Duke, though he never won the high political office he often sought, proved himself a master of information abuse. As Grand Wizard of the Knights of the Ku Klux Klan, he was able to compile a mailing list of thousands of rank-and-file Klansmen and other supporters who would eventually become his political base. Not content to use the list only for himself, he sold it for $150,000 to the governor of Louisiana. Years later, Duke would once again use the list himself, letting his supporters know that he’d fallen on hard times and needed their donations. In this way Duke was able to raise hundreds of thousands of dollars for his continuing work in the field of white supremacy. He had explained to his supporters in a letter that he was so broke that the bank was trying to repossess his house.

In truth, Duke had already sold his house for a solid profit. (It isn’t known whether he used a real-estate agent.) And most of the money he raised from his supporters was being used not to promote any white supremacist cause but rather to satisfy Duke’s gambling habit. It was a sweet little scam he was running—until he was arrested and sent to federal prison in Big Spring, Texas.

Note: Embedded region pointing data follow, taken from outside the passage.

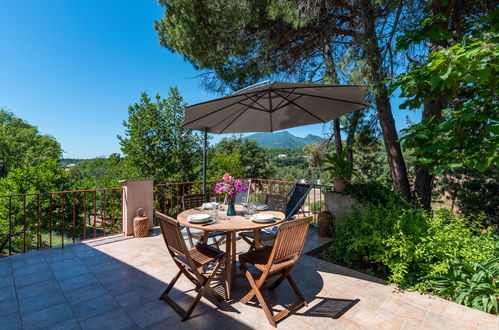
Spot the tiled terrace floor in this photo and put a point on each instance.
(114, 283)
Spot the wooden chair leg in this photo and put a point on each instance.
(296, 289)
(255, 290)
(189, 236)
(201, 288)
(172, 283)
(201, 292)
(279, 280)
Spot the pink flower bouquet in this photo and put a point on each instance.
(230, 187)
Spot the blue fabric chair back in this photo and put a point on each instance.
(297, 199)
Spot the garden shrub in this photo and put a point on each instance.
(474, 285)
(410, 247)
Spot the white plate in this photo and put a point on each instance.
(263, 218)
(209, 206)
(261, 207)
(199, 218)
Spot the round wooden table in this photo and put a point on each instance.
(231, 225)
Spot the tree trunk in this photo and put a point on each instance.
(332, 78)
(423, 184)
(352, 128)
(372, 55)
(337, 137)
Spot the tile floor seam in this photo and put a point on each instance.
(427, 310)
(17, 298)
(108, 292)
(67, 302)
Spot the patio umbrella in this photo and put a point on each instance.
(269, 107)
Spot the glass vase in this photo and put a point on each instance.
(231, 210)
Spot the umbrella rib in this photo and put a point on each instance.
(237, 117)
(270, 112)
(256, 101)
(226, 97)
(301, 108)
(222, 108)
(282, 106)
(331, 98)
(243, 110)
(252, 107)
(279, 104)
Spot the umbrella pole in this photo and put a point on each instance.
(205, 150)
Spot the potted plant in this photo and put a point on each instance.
(340, 169)
(229, 187)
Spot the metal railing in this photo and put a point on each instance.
(168, 196)
(45, 220)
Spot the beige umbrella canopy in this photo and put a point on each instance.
(274, 107)
(271, 107)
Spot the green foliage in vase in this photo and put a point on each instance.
(475, 285)
(464, 76)
(155, 145)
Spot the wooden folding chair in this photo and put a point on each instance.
(197, 200)
(191, 262)
(274, 261)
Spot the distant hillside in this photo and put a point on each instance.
(66, 161)
(283, 140)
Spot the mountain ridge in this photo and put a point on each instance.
(283, 140)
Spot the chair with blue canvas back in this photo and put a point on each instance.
(295, 199)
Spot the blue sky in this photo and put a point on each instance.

Levitt fits everywhere and nowhere. He is a noetic butterfly that no one has pinned down (he was once offered a job on the Clinton economic team, and the 2000 Bush campaign asked him about being a crime advisor) but who is claimed by all. He has come to be acknowledged as a master of the simple, clever solution. He is the guy who, in the slapstick scenario, sees all the engineers futzing with a broken machine—and then realizes that no one has thought to plug it in.

—THE NEW YORK TIMES MAGAZINE, AUGUST 3, 2003

3. Why Do Drug Dealers Still Live with Their Moms?

The two previous chapters were built around a pair of admittedly freakish questions: What do schoolteachers and sumo wrestlers have in common? and How is the Ku Klux Klan like a group of real-estate agents? But if you ask enough questions, strange as they seem at the time, you may eventually learn something worthwhile.

The first trick of asking questions is to determine if your question is a good one. Just because a question has never been asked does not make it good. Smart people have been asking questions for quite a few centuries now, so many of the questions that haven’t been asked are bound to yield uninteresting answers.

But if you can question something that people really care about and find an answer that may surprise them—that is, if you can overturn the conventional wisdom—then you may have some luck.

It was John Kenneth Galbraith, the hyperliterate economic sage, who coined the phrase “conventional wisdom.” He did not consider it a compliment. “We associate truth with convenience,” he wrote, “with what most closely accords with self-interest and personal well-being or promises best to avoid awkward effort or unwelcome dislocation of life. We also find highly acceptable what contributes most to self-esteem.” Economic and social behavior, Galbraith continued, “are complex, and to comprehend their character is mentally tiring. Therefore we adhere, as though to a raft, to those ideas which represent our understanding.”

So the conventional wisdom in Galbraith’s view must be simple, convenient, comfortable, and comforting—though not necessarily true. It would be silly to argue that the conventional wisdom is never true. But noticing where the conventional wisdom may be false—noticing, perhaps, the contrails of sloppy or self-interested thinking—is a nice place to start asking questions.